Anche se i suoi pensieri erano macchiati da una vaga preoccupazione, ben distante da quell'atmosfera.

«Sei sicuro di voler venire?» Domandò lentamente, osservandolo attentamente con la schiena appoggiata alla testiera del letto.

Harry alzò il viso e continuò ad accarezzarle il polpaccio destro: con i capelli disordinati, la guardò sollevando un sopracciglio e sorrise malizioso.

Lei alzò gli occhi al cielo e scosse la testa. «Intendo dire a cena a casa mia» rettificò.

Era giovedì e mancavano poco più di ventiquattro ore al fatidico avvenimento. Emma non riusciva a trattenere la propria inquietudine: senza contare la breve discussione sul quando avrebbe dovuto sottoporsi alla tortura, era la prima volta che accennava al discorso. Aveva disperatamente desiderato che Harry cambiasse idea, nei due giorni precedenti, ma nessun indizio era riuscito ad illuderla di quella possibilità: dal momento che persino suo padre non si era rivelato restio all'idea, messa alle strette, doveva evidentemente occuparsene da sé.

Harry sospirò sonoramente, piegandosi per respirarle sul ginocchio. «Vuoi parlarne proprio adesso?» Le domandò a bassa voce, dimostrando il suo interesse per tutt'altra occupazione.

Lei increspò le labbra e si morse l'interno di una guancia. «Prima o poi dovremo farlo» perseverò, senza rifiutare le sue attenzioni.

«Allora rimandiamo a più tardi, hm?»

Emma inspirò a fondo per sopportare le piacevoli labbra di Harry sul proprio interno coscia, ma non si lasciò scoraggiare. «Dico solo che dovresti pensarci bene» continuò quindi.

Lui sbuffò, arrendendosi alla sua insistenza, e si lasciò cadere al suo fianco: si coprì il viso con un braccio, poi si voltò a guardarla con un'espressione contrariata. «Ci ho già pensato» le rispose.

«Mia madre ti ha invitato solo per farmi un dispetto, dato che le ho mentito riguardo quella sera...»

«Così mi offendi» la interruppe Harry, senza particolare entusiasmo.

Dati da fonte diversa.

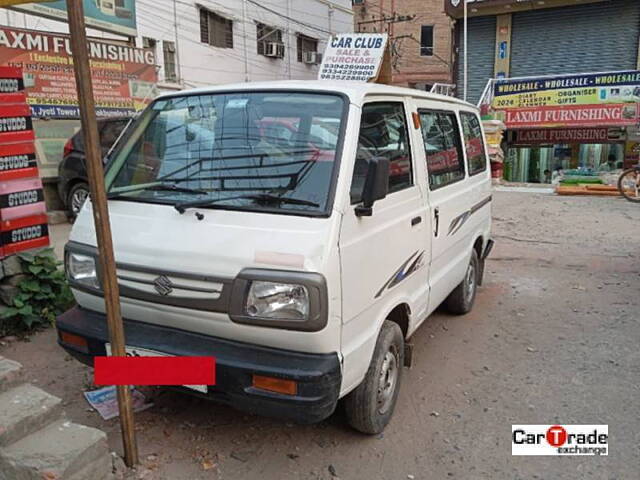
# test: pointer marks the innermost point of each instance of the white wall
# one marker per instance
(201, 64)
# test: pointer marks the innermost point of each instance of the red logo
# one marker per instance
(556, 436)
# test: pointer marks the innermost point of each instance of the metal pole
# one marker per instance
(175, 29)
(466, 64)
(244, 36)
(106, 257)
(288, 40)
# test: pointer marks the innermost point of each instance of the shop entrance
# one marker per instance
(536, 164)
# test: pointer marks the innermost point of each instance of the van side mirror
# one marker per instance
(376, 185)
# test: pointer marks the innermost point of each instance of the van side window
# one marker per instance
(441, 136)
(383, 133)
(473, 143)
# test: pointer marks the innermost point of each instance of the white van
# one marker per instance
(299, 232)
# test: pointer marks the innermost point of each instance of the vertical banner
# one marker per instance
(353, 57)
(23, 219)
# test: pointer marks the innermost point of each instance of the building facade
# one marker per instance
(420, 33)
(182, 44)
(563, 75)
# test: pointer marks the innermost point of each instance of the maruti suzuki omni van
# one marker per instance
(299, 232)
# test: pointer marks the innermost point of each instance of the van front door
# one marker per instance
(450, 198)
(384, 257)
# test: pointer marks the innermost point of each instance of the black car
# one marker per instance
(72, 172)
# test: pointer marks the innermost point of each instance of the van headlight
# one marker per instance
(279, 299)
(81, 270)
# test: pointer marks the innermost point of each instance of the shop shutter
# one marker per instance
(596, 37)
(481, 41)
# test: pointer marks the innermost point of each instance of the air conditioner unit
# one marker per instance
(312, 58)
(274, 49)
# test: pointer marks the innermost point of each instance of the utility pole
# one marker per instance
(175, 29)
(244, 36)
(75, 12)
(466, 56)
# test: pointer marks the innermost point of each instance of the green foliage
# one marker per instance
(43, 294)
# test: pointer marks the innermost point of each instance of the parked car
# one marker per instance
(72, 172)
(303, 276)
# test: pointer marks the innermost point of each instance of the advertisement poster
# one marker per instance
(573, 116)
(117, 16)
(121, 74)
(590, 89)
(352, 56)
(553, 136)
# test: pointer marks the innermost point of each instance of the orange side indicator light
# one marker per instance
(277, 385)
(416, 120)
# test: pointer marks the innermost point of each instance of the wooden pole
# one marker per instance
(101, 216)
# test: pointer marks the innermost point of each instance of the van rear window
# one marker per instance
(473, 143)
(441, 136)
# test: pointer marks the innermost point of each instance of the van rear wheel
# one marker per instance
(460, 301)
(370, 406)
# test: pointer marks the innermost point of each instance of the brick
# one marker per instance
(60, 451)
(24, 410)
(10, 373)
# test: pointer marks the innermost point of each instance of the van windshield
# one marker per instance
(245, 150)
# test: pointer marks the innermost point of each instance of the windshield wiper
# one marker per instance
(263, 198)
(161, 187)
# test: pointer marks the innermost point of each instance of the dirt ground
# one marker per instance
(554, 338)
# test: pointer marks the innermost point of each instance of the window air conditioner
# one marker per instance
(274, 49)
(311, 58)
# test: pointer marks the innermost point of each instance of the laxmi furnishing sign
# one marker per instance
(118, 71)
(584, 100)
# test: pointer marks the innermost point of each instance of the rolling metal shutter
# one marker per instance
(596, 37)
(482, 39)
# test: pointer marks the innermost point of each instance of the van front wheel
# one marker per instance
(460, 301)
(370, 406)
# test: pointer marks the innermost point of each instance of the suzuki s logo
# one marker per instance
(163, 285)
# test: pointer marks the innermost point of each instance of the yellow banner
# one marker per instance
(568, 96)
(10, 3)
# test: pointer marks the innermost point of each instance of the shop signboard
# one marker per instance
(353, 56)
(123, 77)
(117, 16)
(584, 89)
(23, 219)
(554, 136)
(572, 116)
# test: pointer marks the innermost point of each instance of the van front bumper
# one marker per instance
(318, 376)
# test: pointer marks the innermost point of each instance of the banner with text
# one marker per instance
(353, 56)
(588, 89)
(572, 116)
(118, 16)
(124, 78)
(553, 136)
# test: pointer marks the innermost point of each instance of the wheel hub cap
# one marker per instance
(387, 381)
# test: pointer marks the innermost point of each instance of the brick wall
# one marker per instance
(410, 67)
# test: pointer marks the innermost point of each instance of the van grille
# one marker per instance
(194, 291)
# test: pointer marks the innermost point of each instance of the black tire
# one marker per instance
(460, 301)
(621, 181)
(74, 198)
(370, 407)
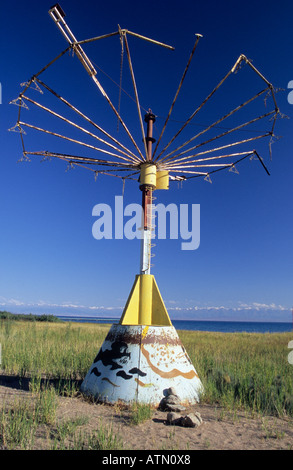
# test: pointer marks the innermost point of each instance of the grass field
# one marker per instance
(245, 371)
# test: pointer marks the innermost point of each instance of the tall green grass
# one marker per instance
(237, 369)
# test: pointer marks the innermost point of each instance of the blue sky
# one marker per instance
(50, 261)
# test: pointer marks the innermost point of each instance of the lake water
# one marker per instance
(199, 325)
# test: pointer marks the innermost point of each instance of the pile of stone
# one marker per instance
(172, 404)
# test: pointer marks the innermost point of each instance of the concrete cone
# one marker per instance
(138, 363)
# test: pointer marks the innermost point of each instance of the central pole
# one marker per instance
(147, 190)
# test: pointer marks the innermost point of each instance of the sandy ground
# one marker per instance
(220, 430)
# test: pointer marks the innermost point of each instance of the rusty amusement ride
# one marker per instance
(142, 355)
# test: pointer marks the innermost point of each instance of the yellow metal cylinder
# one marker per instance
(145, 299)
(148, 172)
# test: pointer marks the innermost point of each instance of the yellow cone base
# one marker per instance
(145, 305)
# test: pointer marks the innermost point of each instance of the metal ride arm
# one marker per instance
(57, 14)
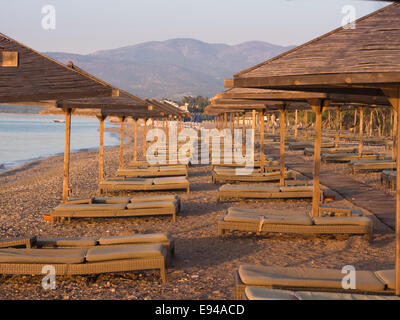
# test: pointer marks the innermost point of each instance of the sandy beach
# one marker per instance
(204, 264)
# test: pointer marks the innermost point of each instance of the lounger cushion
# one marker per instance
(256, 293)
(169, 180)
(309, 295)
(359, 221)
(306, 277)
(135, 238)
(249, 188)
(155, 198)
(388, 277)
(50, 256)
(108, 253)
(66, 242)
(151, 204)
(111, 200)
(287, 220)
(89, 207)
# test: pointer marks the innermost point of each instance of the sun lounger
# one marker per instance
(143, 184)
(223, 176)
(259, 221)
(118, 207)
(371, 165)
(388, 179)
(163, 171)
(311, 279)
(310, 151)
(257, 293)
(308, 144)
(84, 261)
(263, 191)
(347, 157)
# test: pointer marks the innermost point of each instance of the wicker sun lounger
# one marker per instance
(347, 157)
(388, 179)
(310, 151)
(258, 221)
(118, 207)
(223, 176)
(311, 279)
(371, 165)
(263, 191)
(143, 184)
(146, 172)
(257, 293)
(84, 261)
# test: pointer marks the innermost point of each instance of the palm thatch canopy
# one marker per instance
(362, 60)
(29, 76)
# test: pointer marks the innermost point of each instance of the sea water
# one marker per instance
(25, 138)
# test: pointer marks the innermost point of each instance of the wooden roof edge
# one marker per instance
(311, 41)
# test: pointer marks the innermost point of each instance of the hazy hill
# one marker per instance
(172, 68)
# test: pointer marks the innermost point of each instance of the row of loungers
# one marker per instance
(257, 293)
(105, 207)
(371, 165)
(310, 151)
(347, 157)
(380, 282)
(224, 175)
(332, 220)
(308, 144)
(84, 256)
(119, 184)
(388, 179)
(262, 191)
(155, 171)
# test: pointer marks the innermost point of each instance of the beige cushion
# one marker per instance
(111, 200)
(90, 207)
(358, 221)
(107, 253)
(256, 293)
(166, 197)
(48, 256)
(296, 189)
(388, 277)
(168, 180)
(66, 242)
(306, 277)
(287, 220)
(309, 295)
(249, 188)
(151, 204)
(135, 238)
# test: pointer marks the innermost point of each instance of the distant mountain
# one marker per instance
(172, 68)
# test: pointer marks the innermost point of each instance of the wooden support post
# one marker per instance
(360, 146)
(393, 96)
(262, 156)
(135, 139)
(144, 137)
(337, 126)
(317, 106)
(121, 144)
(282, 145)
(67, 147)
(101, 148)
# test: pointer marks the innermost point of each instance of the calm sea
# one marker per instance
(24, 138)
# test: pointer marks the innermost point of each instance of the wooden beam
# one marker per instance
(121, 144)
(282, 146)
(101, 148)
(135, 139)
(67, 148)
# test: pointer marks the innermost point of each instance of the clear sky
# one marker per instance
(84, 26)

«E non è vero che mio padre sarà felice di averti a cena con noi» proseguì lei, incrociando le braccia sul petto nudo e citando le parole di Constance. «Sono sicura che starà progettando un interrogatorio al quale sottoporti, e fidati, non sarà affatto piacevole.»

«Penso di poter resistere ad un padre protettivo» le ricordò Harry. «In fondo devo già sopportare la figlia.»

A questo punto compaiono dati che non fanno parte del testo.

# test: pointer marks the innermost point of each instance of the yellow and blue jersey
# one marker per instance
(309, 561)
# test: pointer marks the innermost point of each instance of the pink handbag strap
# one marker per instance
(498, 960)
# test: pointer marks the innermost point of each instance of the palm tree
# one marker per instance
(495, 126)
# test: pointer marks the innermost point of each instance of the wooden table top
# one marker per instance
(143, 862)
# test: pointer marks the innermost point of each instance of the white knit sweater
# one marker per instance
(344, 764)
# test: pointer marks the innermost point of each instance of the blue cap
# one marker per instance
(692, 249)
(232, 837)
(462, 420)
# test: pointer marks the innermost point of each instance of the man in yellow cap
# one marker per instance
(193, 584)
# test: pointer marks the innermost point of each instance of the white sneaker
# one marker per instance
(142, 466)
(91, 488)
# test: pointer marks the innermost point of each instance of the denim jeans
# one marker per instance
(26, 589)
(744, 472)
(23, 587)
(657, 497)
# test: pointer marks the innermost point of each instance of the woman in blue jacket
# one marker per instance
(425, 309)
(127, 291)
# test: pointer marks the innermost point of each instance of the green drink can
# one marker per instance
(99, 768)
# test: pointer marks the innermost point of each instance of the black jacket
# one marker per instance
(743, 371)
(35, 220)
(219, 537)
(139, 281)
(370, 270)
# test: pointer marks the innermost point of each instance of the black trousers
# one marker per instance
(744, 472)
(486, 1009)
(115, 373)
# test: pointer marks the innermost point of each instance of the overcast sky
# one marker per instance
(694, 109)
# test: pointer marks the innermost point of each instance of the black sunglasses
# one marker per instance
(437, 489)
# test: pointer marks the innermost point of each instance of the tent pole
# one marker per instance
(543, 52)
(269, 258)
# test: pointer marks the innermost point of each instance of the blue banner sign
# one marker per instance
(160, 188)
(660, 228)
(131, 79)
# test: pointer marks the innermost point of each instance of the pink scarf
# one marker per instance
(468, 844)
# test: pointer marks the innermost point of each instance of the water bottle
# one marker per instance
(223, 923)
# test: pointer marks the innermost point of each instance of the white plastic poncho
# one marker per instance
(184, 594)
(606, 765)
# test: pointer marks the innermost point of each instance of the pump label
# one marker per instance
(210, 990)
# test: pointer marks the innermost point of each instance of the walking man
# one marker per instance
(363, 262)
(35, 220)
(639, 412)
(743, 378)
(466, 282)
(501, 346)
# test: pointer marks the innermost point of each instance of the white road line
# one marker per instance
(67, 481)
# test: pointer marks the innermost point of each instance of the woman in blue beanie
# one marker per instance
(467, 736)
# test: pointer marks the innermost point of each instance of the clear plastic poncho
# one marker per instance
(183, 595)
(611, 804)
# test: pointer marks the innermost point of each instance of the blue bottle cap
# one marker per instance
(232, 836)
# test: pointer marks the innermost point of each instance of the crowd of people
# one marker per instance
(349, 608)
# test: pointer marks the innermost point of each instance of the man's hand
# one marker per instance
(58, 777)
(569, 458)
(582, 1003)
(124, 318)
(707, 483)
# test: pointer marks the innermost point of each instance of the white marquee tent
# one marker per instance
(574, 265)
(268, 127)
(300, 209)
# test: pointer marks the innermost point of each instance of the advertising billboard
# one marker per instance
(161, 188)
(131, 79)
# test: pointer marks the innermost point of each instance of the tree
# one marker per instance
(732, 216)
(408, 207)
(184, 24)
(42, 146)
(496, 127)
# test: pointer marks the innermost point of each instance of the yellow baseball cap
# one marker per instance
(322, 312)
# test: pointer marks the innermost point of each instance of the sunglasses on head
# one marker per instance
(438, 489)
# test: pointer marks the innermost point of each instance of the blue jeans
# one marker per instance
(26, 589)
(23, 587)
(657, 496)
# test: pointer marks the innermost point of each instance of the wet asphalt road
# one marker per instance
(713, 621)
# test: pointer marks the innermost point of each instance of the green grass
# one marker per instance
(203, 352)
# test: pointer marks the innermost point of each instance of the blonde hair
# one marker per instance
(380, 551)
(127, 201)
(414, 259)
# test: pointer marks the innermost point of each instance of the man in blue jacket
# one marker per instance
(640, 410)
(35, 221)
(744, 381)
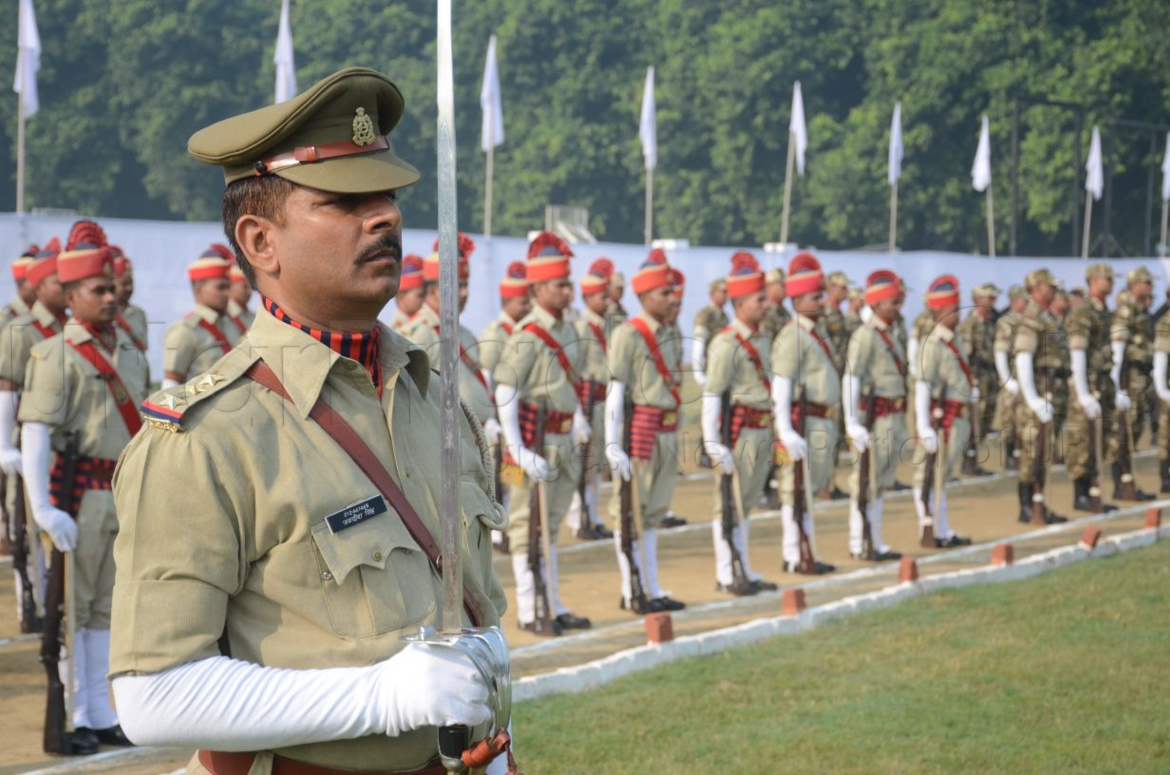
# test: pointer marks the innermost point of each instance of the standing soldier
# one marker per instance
(594, 348)
(538, 370)
(1007, 396)
(709, 321)
(944, 385)
(1041, 368)
(311, 581)
(83, 388)
(874, 383)
(1094, 391)
(806, 391)
(1131, 341)
(204, 335)
(978, 338)
(410, 294)
(738, 391)
(645, 382)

Emma lo ignorò. «Senza contare il fatto che è... Be', è un passo importante. Incontrare la mia famiglia, intendo. Non devi sentirti obbligato solo perché mia madre ti ha invitato: sarebbe comprensibile se tu non volessi....»

«Emma» la chiamò lui, senza darle l'opportunità di continuare l'elenco delle sue riserve riguardo la cena che li attendeva.

Lei si voltò a guardarlo, in attesa di parole che non riusciva ad immaginare: non era contraria al fatto che Harry potesse conoscere l'intero patrimonio genetico dei Clarke, ma non si era preparata all'eventualità. Tra tutti gli avvenimenti con i quali aveva dovuto confrontarsi, una simile evoluzione della situazione non era assolutamente comparsa nella sua sfera di eventualità. Non riusciva ad abituarsi all'idea, né a concepirla del tutto, senza contare che non sapeva cosa aspettarsi: se fosse stato troppo presto? Troppo azzardato? Se Harry e suo padre avessero litigato?